Their criticism is tempered now. "The department worked really hard to find the right balance," said Randi Weingarten, president of the 1.4 million member American Federation of Teachers.
Unions had argued that student achievement is much more than a score on a standardized test, in part because only about one-third of teachers teach subjects and grades that are actually tested.
In response, the Education Department changed the rules to say that teachers and principals must be judged on several different measures of student achievement, but that test scores should play a significant role.
"I'm disappointed there's still a lot of focus on test scores tied to individual teachers," said Dennis Van Roekel, president of the 3.2 million member National Education Association.
"But I think as time moves forward, we'll have opportunities to work on that. I think there's more flexibility than there was before.
"I feel good that they opened the door a little," Van Roekel said. "They didn't open it far enough, but at least it's open, and I appreciate that."
While the unions feel better about the competition, plenty of criticism remains. Some education groups say the rules don't go far enough or miss the mark.

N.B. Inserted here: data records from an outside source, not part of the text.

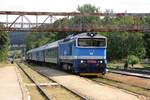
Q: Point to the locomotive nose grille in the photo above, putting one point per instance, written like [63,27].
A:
[91,61]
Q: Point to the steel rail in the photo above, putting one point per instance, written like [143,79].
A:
[47,97]
[72,91]
[130,74]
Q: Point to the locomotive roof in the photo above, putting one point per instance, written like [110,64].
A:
[46,46]
[70,37]
[85,35]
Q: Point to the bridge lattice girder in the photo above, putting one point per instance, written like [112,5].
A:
[44,22]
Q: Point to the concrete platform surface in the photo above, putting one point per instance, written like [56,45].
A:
[9,84]
[86,87]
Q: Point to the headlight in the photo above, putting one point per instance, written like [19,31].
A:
[82,61]
[101,61]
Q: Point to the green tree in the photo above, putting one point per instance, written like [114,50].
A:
[132,59]
[3,46]
[147,43]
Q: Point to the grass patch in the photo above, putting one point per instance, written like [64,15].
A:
[56,92]
[127,87]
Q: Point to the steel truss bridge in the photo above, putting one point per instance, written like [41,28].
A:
[12,21]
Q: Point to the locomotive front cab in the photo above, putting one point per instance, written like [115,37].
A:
[91,54]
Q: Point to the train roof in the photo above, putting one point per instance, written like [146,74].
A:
[70,37]
[85,35]
[46,46]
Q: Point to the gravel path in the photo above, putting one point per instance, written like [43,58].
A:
[9,85]
[86,87]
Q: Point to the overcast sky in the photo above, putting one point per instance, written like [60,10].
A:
[71,5]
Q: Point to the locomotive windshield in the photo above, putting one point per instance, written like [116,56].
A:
[94,42]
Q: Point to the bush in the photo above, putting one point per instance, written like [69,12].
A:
[132,59]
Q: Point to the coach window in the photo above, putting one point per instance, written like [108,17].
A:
[94,42]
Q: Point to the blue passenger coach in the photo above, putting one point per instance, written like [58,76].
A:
[84,53]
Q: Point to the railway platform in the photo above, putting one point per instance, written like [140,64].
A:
[86,87]
[9,84]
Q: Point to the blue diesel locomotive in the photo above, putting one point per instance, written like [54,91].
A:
[84,53]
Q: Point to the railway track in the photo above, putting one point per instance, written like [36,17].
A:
[48,97]
[131,73]
[132,82]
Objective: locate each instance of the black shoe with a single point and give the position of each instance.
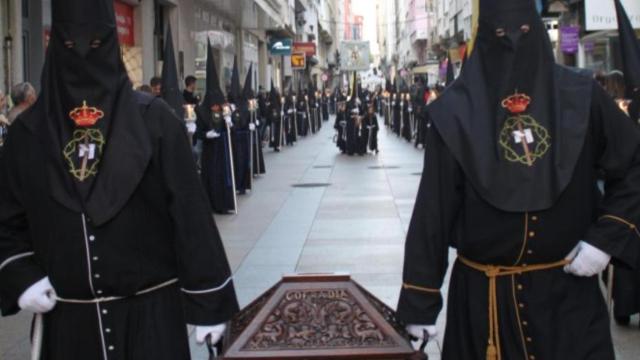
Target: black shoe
(622, 320)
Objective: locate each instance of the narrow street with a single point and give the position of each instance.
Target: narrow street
(350, 216)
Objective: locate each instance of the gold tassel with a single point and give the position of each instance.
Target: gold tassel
(492, 352)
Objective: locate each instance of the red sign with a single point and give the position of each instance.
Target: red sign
(124, 21)
(308, 48)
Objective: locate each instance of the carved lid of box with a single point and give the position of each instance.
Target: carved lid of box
(317, 316)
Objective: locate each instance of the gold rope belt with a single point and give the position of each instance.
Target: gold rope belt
(116, 298)
(493, 273)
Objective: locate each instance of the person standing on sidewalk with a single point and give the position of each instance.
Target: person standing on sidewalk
(104, 226)
(514, 155)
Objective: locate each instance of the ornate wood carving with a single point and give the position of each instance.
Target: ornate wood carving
(326, 317)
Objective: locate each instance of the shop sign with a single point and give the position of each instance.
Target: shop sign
(308, 48)
(569, 39)
(124, 22)
(601, 14)
(281, 46)
(298, 61)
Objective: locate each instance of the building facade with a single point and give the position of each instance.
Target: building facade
(242, 28)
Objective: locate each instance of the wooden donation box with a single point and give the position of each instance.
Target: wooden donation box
(317, 317)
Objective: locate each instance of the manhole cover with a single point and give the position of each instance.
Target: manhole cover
(310, 185)
(377, 167)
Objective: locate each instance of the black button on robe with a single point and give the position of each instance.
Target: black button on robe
(164, 231)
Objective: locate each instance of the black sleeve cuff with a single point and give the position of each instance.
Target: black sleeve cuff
(418, 307)
(15, 279)
(212, 308)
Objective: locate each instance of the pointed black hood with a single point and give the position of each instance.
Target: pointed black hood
(630, 46)
(83, 66)
(247, 90)
(513, 54)
(213, 92)
(170, 84)
(450, 72)
(235, 92)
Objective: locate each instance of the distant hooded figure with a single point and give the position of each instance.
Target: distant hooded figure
(257, 156)
(241, 133)
(626, 280)
(275, 119)
(516, 148)
(213, 124)
(170, 85)
(104, 225)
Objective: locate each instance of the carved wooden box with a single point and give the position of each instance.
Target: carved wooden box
(317, 317)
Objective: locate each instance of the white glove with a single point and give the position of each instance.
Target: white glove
(216, 333)
(587, 260)
(418, 331)
(212, 134)
(40, 298)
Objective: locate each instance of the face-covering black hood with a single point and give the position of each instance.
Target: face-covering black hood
(630, 46)
(247, 90)
(518, 158)
(87, 106)
(235, 91)
(170, 85)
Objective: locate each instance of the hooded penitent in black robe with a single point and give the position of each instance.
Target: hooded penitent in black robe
(396, 113)
(626, 284)
(407, 125)
(257, 156)
(274, 119)
(217, 168)
(241, 133)
(136, 218)
(325, 107)
(371, 126)
(289, 121)
(481, 193)
(302, 116)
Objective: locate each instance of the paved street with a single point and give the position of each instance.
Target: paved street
(356, 224)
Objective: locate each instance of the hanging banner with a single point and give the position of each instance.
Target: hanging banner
(281, 46)
(569, 39)
(601, 14)
(298, 61)
(124, 22)
(307, 48)
(354, 56)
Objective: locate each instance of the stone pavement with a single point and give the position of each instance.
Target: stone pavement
(356, 224)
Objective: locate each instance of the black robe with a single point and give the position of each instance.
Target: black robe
(276, 132)
(290, 125)
(546, 314)
(216, 167)
(407, 127)
(371, 124)
(164, 231)
(325, 108)
(259, 167)
(303, 118)
(396, 116)
(341, 127)
(242, 150)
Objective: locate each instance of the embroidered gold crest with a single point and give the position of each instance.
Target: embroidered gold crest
(523, 139)
(83, 152)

Saying test scores are "significant" leaves too much to interpretation, said Jeanne Allen, president of the nonprofit Center for Education Reform think tank.
"I think you've got the right intentions, and you've got some positive movement," Allen said. "But unless you're willing to be strict and firm about your expectations and leave nothing up to interpretation, a lot of people will get money without having done very much."
Duncan said that states won't be able to downplay or ignore test scores. "We've said `significant,'" he said. "We simply won't reward folks that do that. We mean what we say."
The Education Trust, a children's advocacy group, said the contest doesn't do enough to make sure poor and minority kids have good teachers. Those kids are more likely to have teachers without a degree or certification in the subjects they teach.
The rules say poor and minority students should have equal access to "highly effective teachers," which are defined as those whose students show high rates of academic growth.
But it will take time to figure out how to measure that growth, and even then, there is no guarantee it will work, said Amy Wilkins, lobbyist for the trust. Instead, she said, officials should use information they have now _ which teachers majored or minored in their subjects, how they scored on state licensure exams, how many years of experience they have.
All those qualifications have been shown to make a difference, she said.
"They are ignoring those indicators that are within reach, that people have in their hands," she said. "They didn't give poor kids and kids of color access to strong teachers. When poor kids are taught by better teachers, they do much better."
Joanne Weiss, the Education Department overseeing the grants, said states will be rewarded for taking aggressive steps to ensure that schools with large numbers of minority and poor students have teachers who are just as effective as schools with wealthier students.
Charter schools and test scores fit into four broad goals that Obama wants states to pursue _ tougher academic standards, better ways to recruit and keep effective teachers, a method of tracking student performance and a plan of action to turn around failing schools.
A state will have to meet a series of conditions to earn up to 500 points and boost its chances.